Equity release schemes became popular in the 1980s during the first major housing boom. It is a way for homeowners to unlock some or all of the equity they have on their home without selling it. While there was no protection for the borrower in the 1980s, current products have no negative equity guarantees attached.

This means that losses would be pinned on the lender, such as bank or building society, which in turn will want to recover that loss from insurers.

Huge losses could arise during a house price crash, where the loan size would end up being higher than the value of the property when the time comes to repay the loan.

Actuaries have warned that while reinsurers factor in the risk of house prices collapsing, they were not taking into account the longevity of the risk.

Partner at actuary Lane Clark & Peacock Joe Monk said: "Equity release can be a huge liability and it would be in their (banks and building societies) interest to get rid of this.
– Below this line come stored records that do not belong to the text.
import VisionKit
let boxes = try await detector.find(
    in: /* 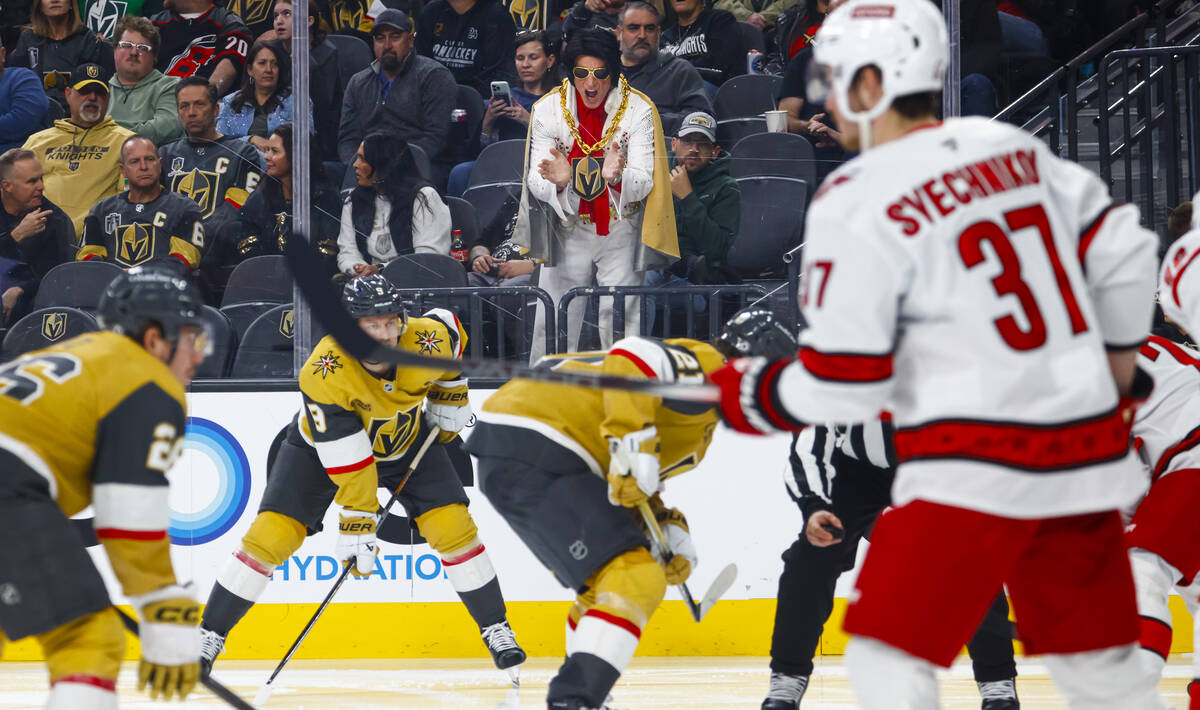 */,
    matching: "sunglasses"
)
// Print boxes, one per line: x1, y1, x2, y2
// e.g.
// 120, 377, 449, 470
571, 67, 608, 82
116, 40, 151, 54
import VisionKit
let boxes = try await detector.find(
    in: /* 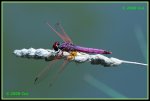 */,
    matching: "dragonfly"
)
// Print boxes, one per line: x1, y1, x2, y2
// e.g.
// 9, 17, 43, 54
34, 22, 112, 85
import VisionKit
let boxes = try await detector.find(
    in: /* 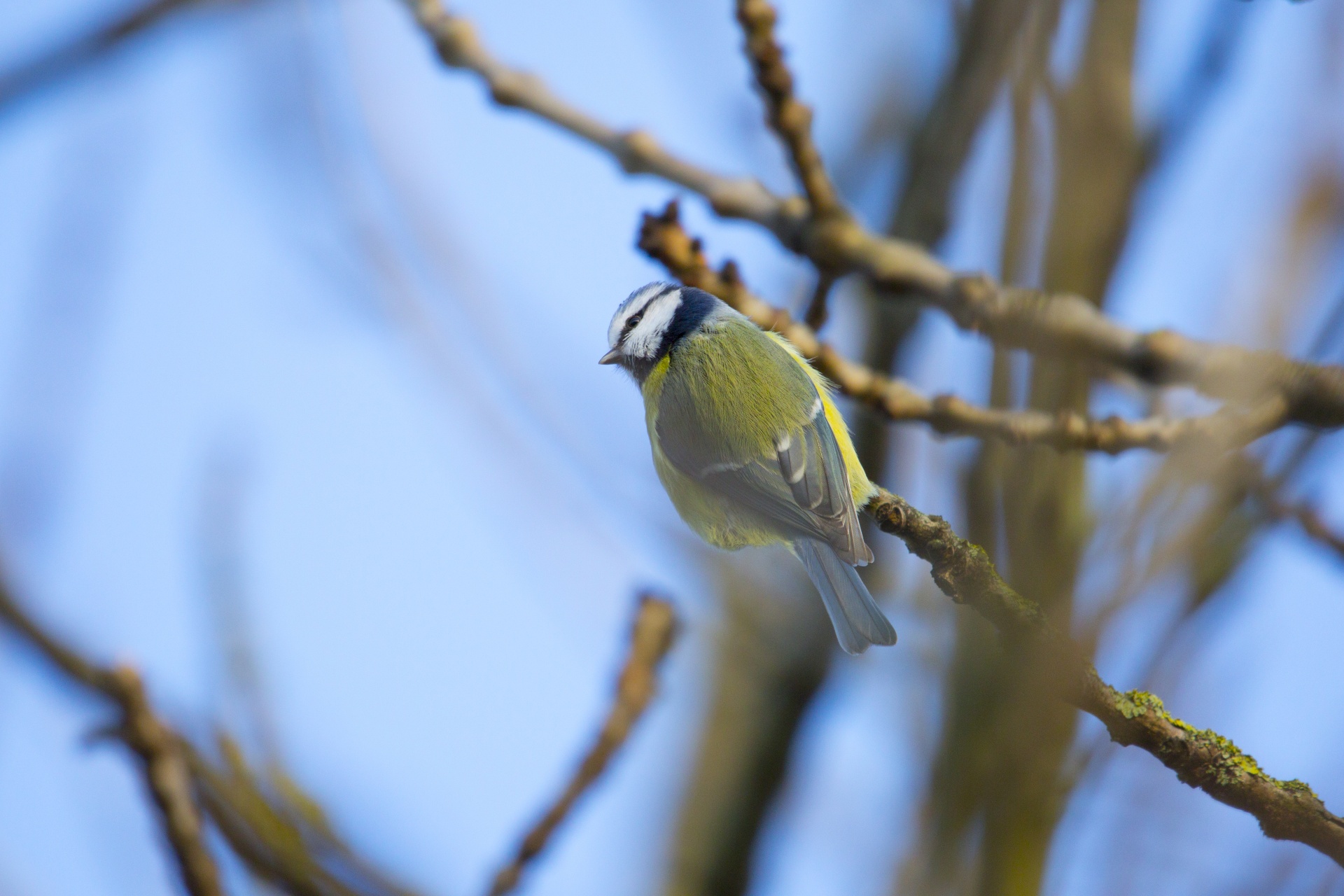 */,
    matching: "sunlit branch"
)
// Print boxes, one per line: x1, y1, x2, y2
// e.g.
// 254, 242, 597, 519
403, 0, 1344, 427
864, 490, 1344, 865
0, 587, 223, 896
638, 203, 1282, 454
The solution for the insurer is to set the proper pricing in the market, which means that premiums will have to reflect this risk.

"This market could be worth £50bn over the coming five years."

A spokesman for Swiss Re said the company was reviewing the situation at the moment and is in talks about introducing a policy specifically for equity release.

Mark Kelly, director of personal finance for Norwich Union said: "We do reinsure for equity release. It is a huge risk but the market only requires a moderate rate of house price inflation for it not to be."

Equity release schemes are currently not regulated by the FSA. The product has received a bad reputation since the 1980s, when rates rocketed. The cost of the loan outstripped the income received from bond investments.